Your mission, should you choose to accept it: Make a 30-second ad to wake up America to the crisis of big money in our politics.
The scale of the problem is clear. The corporate wing of the Supreme Court under Chief Justice Roberts keeps insisting that money is speech and corporations are people. Shadowy, unregulated front groups are pouring unprecedented amounts of money into elections. Right-wing billionaires like the Koch brothers have been able to effectively buy politicians and policies that benefit their bottom line.

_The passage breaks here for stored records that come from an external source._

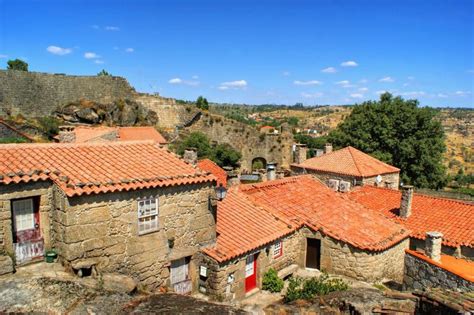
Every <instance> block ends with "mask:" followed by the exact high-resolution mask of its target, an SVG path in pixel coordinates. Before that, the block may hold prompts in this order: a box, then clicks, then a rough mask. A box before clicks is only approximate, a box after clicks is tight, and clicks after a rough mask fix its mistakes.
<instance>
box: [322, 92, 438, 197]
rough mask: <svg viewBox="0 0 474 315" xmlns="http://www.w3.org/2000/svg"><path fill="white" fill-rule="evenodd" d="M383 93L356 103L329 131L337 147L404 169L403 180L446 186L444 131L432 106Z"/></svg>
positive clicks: (434, 185)
mask: <svg viewBox="0 0 474 315" xmlns="http://www.w3.org/2000/svg"><path fill="white" fill-rule="evenodd" d="M418 105H419V103H418V101H417V100H404V99H402V98H401V97H399V96H398V97H393V96H392V95H391V94H390V93H384V94H382V95H381V96H380V100H379V101H375V102H374V101H369V102H364V103H362V104H360V105H356V106H354V109H353V111H352V113H351V114H350V115H349V116H348V117H347V118H346V119H345V120H344V122H342V123H341V124H340V125H339V126H338V127H337V129H336V130H334V131H332V132H331V133H330V134H329V137H328V138H329V142H331V143H333V144H334V145H335V146H336V147H345V146H349V145H351V146H353V147H356V148H358V149H360V150H362V151H364V152H366V153H368V154H371V155H373V156H374V157H376V158H378V159H380V160H382V161H384V162H386V163H388V164H391V165H394V166H396V167H398V168H400V169H401V173H400V175H401V181H402V182H403V183H405V184H412V185H415V186H416V187H420V188H434V189H439V188H442V187H444V186H445V185H446V182H447V180H446V174H445V173H446V169H445V167H444V166H443V163H442V161H443V152H444V151H445V150H446V147H445V144H444V131H443V128H442V126H441V123H440V122H439V121H438V120H436V119H435V118H436V114H437V112H436V111H435V110H433V109H430V108H427V107H424V108H420V107H418Z"/></svg>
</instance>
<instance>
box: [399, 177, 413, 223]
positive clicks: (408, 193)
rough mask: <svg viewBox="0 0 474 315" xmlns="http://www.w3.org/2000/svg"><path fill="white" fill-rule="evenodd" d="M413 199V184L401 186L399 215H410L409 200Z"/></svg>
mask: <svg viewBox="0 0 474 315" xmlns="http://www.w3.org/2000/svg"><path fill="white" fill-rule="evenodd" d="M412 199H413V186H409V185H405V186H402V200H401V202H400V213H399V214H400V216H401V217H402V218H405V219H406V218H408V217H409V216H410V215H411V201H412Z"/></svg>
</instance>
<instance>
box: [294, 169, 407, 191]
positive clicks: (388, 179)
mask: <svg viewBox="0 0 474 315" xmlns="http://www.w3.org/2000/svg"><path fill="white" fill-rule="evenodd" d="M291 170H292V172H293V173H295V174H312V175H314V176H316V177H317V178H319V179H320V180H322V181H323V182H325V183H327V182H328V180H330V179H337V180H343V181H347V182H349V183H351V187H352V186H353V185H354V180H355V184H356V185H357V186H362V185H370V186H379V187H385V188H391V189H397V190H398V187H399V185H400V179H399V173H391V174H383V175H381V176H382V182H381V183H380V184H377V181H376V178H377V176H372V177H355V176H349V175H341V174H338V173H329V172H322V171H316V170H311V169H305V170H303V169H302V168H300V167H296V166H292V167H291Z"/></svg>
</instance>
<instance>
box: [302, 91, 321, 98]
mask: <svg viewBox="0 0 474 315" xmlns="http://www.w3.org/2000/svg"><path fill="white" fill-rule="evenodd" d="M301 96H302V97H304V98H318V97H321V96H323V93H321V92H316V93H306V92H303V93H301Z"/></svg>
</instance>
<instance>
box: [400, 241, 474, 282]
mask: <svg viewBox="0 0 474 315" xmlns="http://www.w3.org/2000/svg"><path fill="white" fill-rule="evenodd" d="M405 251H406V252H407V253H408V254H410V255H413V256H415V257H418V258H420V259H423V260H424V261H426V262H429V263H430V264H433V265H435V266H438V267H440V268H443V269H445V270H447V271H449V272H451V273H454V274H455V275H458V276H460V277H461V278H463V279H466V280H469V281H471V282H474V262H472V261H468V260H465V259H461V258H456V257H453V256H450V255H441V260H440V262H437V261H434V260H432V259H431V258H429V257H428V256H426V255H424V254H423V253H420V252H417V251H414V250H409V249H407V250H405Z"/></svg>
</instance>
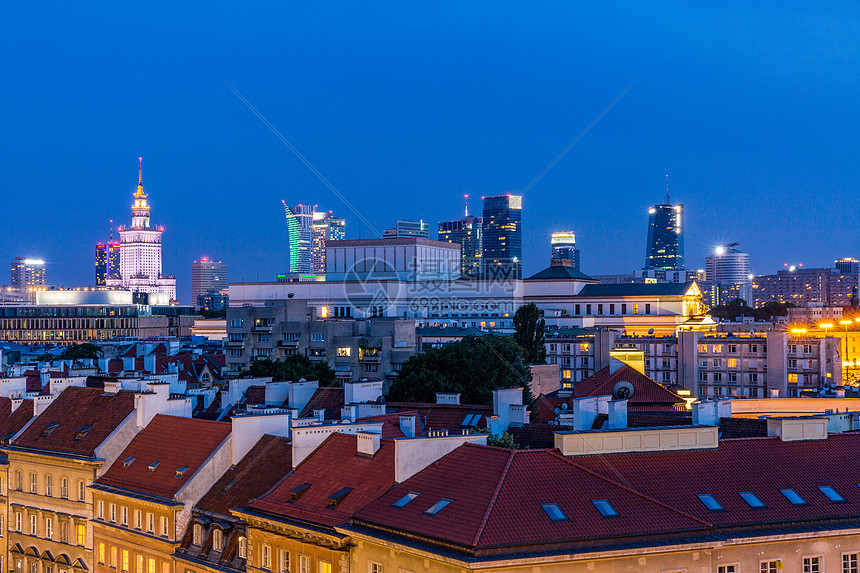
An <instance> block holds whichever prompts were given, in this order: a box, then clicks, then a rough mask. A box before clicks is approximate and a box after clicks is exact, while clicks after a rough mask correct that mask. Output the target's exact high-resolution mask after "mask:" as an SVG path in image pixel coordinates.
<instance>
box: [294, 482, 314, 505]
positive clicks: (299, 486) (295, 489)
mask: <svg viewBox="0 0 860 573" xmlns="http://www.w3.org/2000/svg"><path fill="white" fill-rule="evenodd" d="M310 487H311V484H309V483H304V484H302V485H300V486H299V487H296V488H293V489H292V490H290V503H293V502H294V501H298V500H299V498H301V497H302V496H303V495H305V492H307V491H308V489H309V488H310Z"/></svg>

So today, we're partnering with MAYDAY.US on a special video contest—#MAYDAYin30. All MoveOn members are invited to submit 30-second original videos on the issue of money in politics. I am honored to be joining a tremendous team of celebrity judges—including actor/activist George Takei, comedian Baratunde Thurston, actor Jason Alexander, iconic street artist Shepard Fairey, and others—to review the top submissions. And we'll give national exposure to the best ads.
Now, all we need is you.
Are you interested in creating your own 30-second video about the issue of money in politics? Whether you're definitely interested or need time to think about it, let us know—we'll keep you in the loop as the contest proceeds.
#MAYDAYin30 is being run by our friends at MAYDAY.US, an organization that is driving the discussion of money in politics to the heart of this year's elections. Back in July, more than 6,000 MoveOn members pitched in to help MAYDAY hit its ambitious goals and launch this new "Super PAC to end Super PACs." MAYDAY's approach is to support a cross-partisan array of candidates who are willing to make campaign finance reform a central tenet of their campaigns.
Many candidates claim they want to change the way elections are funded—but assume that voters won't hold them to this promise. This video contest can help change that.
If our videos are powerful, memorable, funny, moving, provocative, and persuasive enough, they can become an antidote to—and welcome relief from—the mind-numbing ads politicians run throughout their campaigns, as well as motivation to hold politicians accountable on Election Day.
We believe that Americans have an important story to tell about money in politics—your 30-second video can help us share that story.
In 2004, MoveOn ran the "Bush in 30 Seconds" campaign—the results were 300 videos, many of them brilliant, that gave our members a creative way of engaging in the campaign. We tried to run the winning ad during the Super Bowl, but the network censored us. The controversy and coverage that followed, according to Kathleen Hall Jamieson, dean of the Annenberg School for Communication at the University of Pennsylvania, may have made our video "the ad that achieved the most air time with the least dollars expended of any ad in the history of the republic."1
We expanded on this work, in 2008, when we launched a new contest with the help of Matt Damon, Ben Affleck and John Legend: "Obama in 30 Seconds."
So we're back at it—looking for videos that can drive the debate. We know MoveOn members have a lot to say about money in politics—#MAYDAYin30 is that opportunity.
Thanks for all you do.
–Anna, Ilya, Nick, Justin, and the rest of the MoveOn team
P.S. You know we like raising money to run hard-hitting, values-driven, memorable ads, right? Well, if any of these ads are the right fit, we'll test them out—and if they work, maybe the next ad we'll raise money to air will be YOURS!